Родом отсюда

 Сегодня я возвращаюсь в родной город. Прошло много времени с тех пор, как я видел эти зеленые улицы и жилые дома детства.

 Вот двор, где когда-то я гулял ещё ребенком, но теперь здесь нет ощущения уюта. Благополучные городские скверы превратились в мертвые пустые, серые, серые, как теперешнее небо над некогда солнечным процветающим провинциальным городком.

 Автомобильное движение по старым районам теперь стало затруднительным, и я пошел пешком. Мне с трудом удавалось найти дорогу. Я хорошо знал свой город, но он изменился до неузнаваемости, и там, где когда-то стояли высотные ориентировочные здания, теперь пустырь.

 Вот старое общежитие, казалось, оно должно было развалиться и кануть в обломках первее  новостроек, но оно величественно возвышается на резком подъеме почвы, словно его кто-то вырезал вместе с фундаментом и куском земли и поднял на десяток метров вверх.

 Мне почему-то вздумалось подняться к этому единственно хорошо знакомому зданию. Сверху все казалось не так, как должно было казаться: не видно было ничего того, что обычно можно увидеть с большой возвышенности. Дальше за ним стояли другие здания, незнакомые мне, и от них резко пахло сырым бетоном.

 Я заметил знакомое мне место. Здесь я когда-то выпивал и сидел бывало в одиночестве. Только оно сильно состарилось, как будто меня не было здесь не десяток лет, а несколько столетий. Все поросло густым кустарником, деревьями и высокой травой. Кирпичные оранжевые стены были почти незаметны под слоем мха и сырой плесени.

 Я знал, что эта тропинка приведет меня туда, куда мне нужно. И я решился. Шагнул в темные зеленые заросли. Едва ли сейчас можно было догадаться, что на этом заболоченном месте когда-то было футбольное поле.

 Вот я уже по пояс в мерзкой зеленой ряске и жидкой земле. Кажется, что вот-вот и меня поглотит эта бесформенная, источающая гнилостный запах, жижа. Когда я выбрался, то увидел свой дом вдалеке.

 Теперь я двинулся по центральной улице. По центру идти было, наверное, еще опасней, чем по непонятно чем заканчивающимся дворам.

 Повсюду стояли люди в форме, грузовики и горы металлолома. Вокруг и вдали, эхом раздавался звонкий звук и лязганье. Запахло жженым гудроном, проехал каток.

 Я немного успокоился, увидев вновь знакомые здания. Но тут же пришел в недоумение: дома и улица соответствуют обычному порядку их нахождения, но тут же рядом с ними, словно вклинившись, стояли перед моими глазами здания, которые должны находиться совершенно в другом месте.

 Вот, например, идут хорошо известные мне заборы частных дач и маленькие деревянные домики, и так же, вдоль, оказалось здание роддома, которое, как мне помнится, находилось всегда на три улицы ниже, около высоток. Как только ограда роддома заканчивается, снова идут деревянные ветхие домики дач.

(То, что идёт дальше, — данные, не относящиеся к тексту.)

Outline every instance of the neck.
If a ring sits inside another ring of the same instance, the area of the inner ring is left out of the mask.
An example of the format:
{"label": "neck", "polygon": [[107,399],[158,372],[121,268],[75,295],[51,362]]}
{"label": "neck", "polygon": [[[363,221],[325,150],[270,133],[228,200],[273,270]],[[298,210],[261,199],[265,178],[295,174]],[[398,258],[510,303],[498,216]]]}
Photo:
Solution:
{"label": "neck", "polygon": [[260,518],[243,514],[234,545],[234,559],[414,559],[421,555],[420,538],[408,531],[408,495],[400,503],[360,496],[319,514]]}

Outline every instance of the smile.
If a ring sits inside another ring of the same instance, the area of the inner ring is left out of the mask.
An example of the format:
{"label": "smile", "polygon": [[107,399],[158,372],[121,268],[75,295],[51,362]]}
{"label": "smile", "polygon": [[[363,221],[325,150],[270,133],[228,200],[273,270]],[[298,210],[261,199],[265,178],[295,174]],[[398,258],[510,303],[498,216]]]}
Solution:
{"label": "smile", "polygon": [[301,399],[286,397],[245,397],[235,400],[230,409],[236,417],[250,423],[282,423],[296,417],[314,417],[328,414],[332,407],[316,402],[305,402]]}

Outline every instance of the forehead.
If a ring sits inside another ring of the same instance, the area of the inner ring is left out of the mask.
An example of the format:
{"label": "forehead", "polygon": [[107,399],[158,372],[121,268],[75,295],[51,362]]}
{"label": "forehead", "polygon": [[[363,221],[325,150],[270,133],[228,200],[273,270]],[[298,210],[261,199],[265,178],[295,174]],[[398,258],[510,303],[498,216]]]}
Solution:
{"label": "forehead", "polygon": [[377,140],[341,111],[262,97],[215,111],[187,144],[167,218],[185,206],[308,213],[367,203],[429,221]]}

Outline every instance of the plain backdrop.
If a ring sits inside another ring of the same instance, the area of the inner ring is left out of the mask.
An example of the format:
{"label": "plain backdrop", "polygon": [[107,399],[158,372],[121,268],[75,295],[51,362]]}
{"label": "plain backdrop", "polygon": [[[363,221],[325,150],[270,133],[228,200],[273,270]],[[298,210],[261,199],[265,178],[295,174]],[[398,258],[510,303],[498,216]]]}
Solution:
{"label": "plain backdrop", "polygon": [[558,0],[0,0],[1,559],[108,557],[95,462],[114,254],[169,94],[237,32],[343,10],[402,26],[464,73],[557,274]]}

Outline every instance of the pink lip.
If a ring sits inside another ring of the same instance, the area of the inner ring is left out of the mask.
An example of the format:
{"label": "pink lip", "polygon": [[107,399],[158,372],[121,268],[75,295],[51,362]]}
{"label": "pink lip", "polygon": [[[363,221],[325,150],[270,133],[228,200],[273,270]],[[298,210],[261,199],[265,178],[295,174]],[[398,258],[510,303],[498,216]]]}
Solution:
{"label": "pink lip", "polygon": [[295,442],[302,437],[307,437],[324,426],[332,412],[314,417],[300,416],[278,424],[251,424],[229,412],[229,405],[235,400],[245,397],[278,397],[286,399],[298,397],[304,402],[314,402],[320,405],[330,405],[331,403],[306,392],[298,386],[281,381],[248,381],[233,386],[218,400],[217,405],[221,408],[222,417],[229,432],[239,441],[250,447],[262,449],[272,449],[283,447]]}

 А там, где стояли жилые дома, улица резко обрывается, и, увы, не пустырем, тогда бы еще можно было додумать, что их снесли, а стройным рядом высоких, прямых тополей, будто они росли тут всю жизнь.

 Меня остановил военный. Он был раздражен и требовал от меня немедленно документов. Я ему их предоставил, но они намокли после моего пребывания в топях. Моя удача, что информация о том, что я родом отсюда не размылась. Мне вернули документы и даже извинились.

 Когда я добрался до дома, в котором, я был в этом уверен, можно было остановиться, уже смеркалось. На огромном пространстве перед домом поле закрывали полиэтиленом и сетками,  рабочие в синих касках забивали стальные колья в мокрую землю. Опять этот резкий звонкий звук металла.

 На мое удивление машины все так и стояли возле подъездом, правда у них отсутствовали колеса полностью. Скажу так: машины все еще лежали около подъездов, ожидая своих хозяев, которые уже никогда не вернутся.

 Среди всей этой разрухи и серости меня обрадовала одна лишь деталь. Даже несколько растрогала. Над одной из подъездных дверей, исковерканных и изъеденных ржавчиной, висело белое изображение головы индейца.

 Почему-то раньше, в детстве, я никогда не обращал внимания на эту мелочь.
Этот индеец был всего сантиметров двадцать в длину, уж, не знаю из чего он был сделан, но он и сейчас, в полумраке, бросается в глаза своей белизной.